Gov. Kay Ivey has authorized a $100 million allocation for nursing homes and hospitals throughout the state that have proven to be the frontlines of Alabama’s battle against COVID-19.
Ivey announced two grant programs on Friday that will offer up to $50 million for nursing homes and another $50 million hospitals to help their efforts to respond to and mitigate the COVID-19 pandemic.
The allocations are coming from Alabama’s Coronavirus Relief Fund, which has served as a passthrough for the roughly $1.9 billion in federal aid made available to the Yellowhammer State through the Coronavirus Aid, Relief, and Economic Security (CARES) Act earlier this year.
In addition to helping local governments and schools, Ivey said protecting Alabama’s most vulnerable populations was a logical choice for these federal dollars.
“While there are many aspects of COVID-19 that we still don’t know, one thing that isn’t in dispute is our seniors and those with preexisting health conditions fare the worst when contracting the virus,” Ivey said in a statement.
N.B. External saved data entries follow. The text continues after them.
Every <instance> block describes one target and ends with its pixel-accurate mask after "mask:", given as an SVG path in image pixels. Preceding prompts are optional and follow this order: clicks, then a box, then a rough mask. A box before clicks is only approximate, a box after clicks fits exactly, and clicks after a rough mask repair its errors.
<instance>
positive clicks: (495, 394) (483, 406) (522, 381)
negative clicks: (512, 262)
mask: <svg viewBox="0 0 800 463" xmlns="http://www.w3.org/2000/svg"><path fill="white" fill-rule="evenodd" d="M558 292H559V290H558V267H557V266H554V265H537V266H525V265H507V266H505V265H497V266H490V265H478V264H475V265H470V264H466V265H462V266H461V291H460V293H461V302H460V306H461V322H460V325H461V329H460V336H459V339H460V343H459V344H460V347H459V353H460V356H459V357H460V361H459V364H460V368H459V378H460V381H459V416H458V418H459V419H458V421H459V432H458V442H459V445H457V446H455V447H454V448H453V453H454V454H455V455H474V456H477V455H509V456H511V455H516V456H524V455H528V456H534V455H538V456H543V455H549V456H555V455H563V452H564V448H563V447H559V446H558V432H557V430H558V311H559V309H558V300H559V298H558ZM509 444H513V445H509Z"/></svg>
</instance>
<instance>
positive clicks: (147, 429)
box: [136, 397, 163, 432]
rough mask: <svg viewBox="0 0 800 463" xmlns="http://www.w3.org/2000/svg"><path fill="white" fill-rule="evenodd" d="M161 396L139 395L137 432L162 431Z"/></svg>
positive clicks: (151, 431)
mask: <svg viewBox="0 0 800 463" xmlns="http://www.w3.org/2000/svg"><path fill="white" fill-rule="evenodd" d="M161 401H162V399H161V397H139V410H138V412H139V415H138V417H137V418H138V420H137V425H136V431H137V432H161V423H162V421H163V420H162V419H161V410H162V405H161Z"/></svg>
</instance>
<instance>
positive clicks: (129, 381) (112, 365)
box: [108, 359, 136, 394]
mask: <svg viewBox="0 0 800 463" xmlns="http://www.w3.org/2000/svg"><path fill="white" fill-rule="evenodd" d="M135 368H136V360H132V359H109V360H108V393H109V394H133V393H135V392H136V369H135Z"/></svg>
“Protecting our most vulnerable citizens remains a priority for my administration, and it is incumbent to ensure that our nursing homes and hospitals have every tool possible to mitigate the spread of COVID-19 as well as keep their staff and health care professionals safe as they offer exceptional care to those who are ill.”
This allocation of up to $50 million will be for operational costs that are COVID-19 related, such as purchasing Personal Protective Equipment (PPE), cleaning, personnel costs and other expenses incurred that are related to the ongoing pandemic.
The Alabama Nursing Home Association Education Foundation, a non-profit 501 (c)(3), previously received $18.27 million to provide baseline testing for coronavirus and proactive surveillance of the virus for health care personnel and residents of nursing home facilities across Alabama.
“On behalf of Alabama’s nursing homes, I thank Gov. Ivey for her continued commitment to assisting the residents and staff in our facilities,” Brandon Farmer, president and CEO of the Alabama Nursing Home Association, said. “Our nursing homes continue to provide high quality, compassionate care despite the challenges posed by COVID-19. These funds will help cover the unexpected and ongoing costs we incur during this pandemic and allow us to focus on caring for those most vulnerable to this virus.”
In partnership with the state of Alabama, the Alabama Nursing Home Association Education Foundation has agreed to take on the task of dividing up the grant funds “fairly and impartially” and the Alabama Hospital Association has agreed to play a similar role in distributing the $50 million allocated to hospitals.
“Despite unprecedented challenges and financial strains as a result of the pandemic, Alabama’s hospitals have continued to rise to the occasion in meeting the health care needs of our citizens,” Alabama Hospital Association President Don Williamson said. “[These grant funds] will go a long way to ensure hospitals are able to care for all patients who need hospital services and protect their employees while doing so.”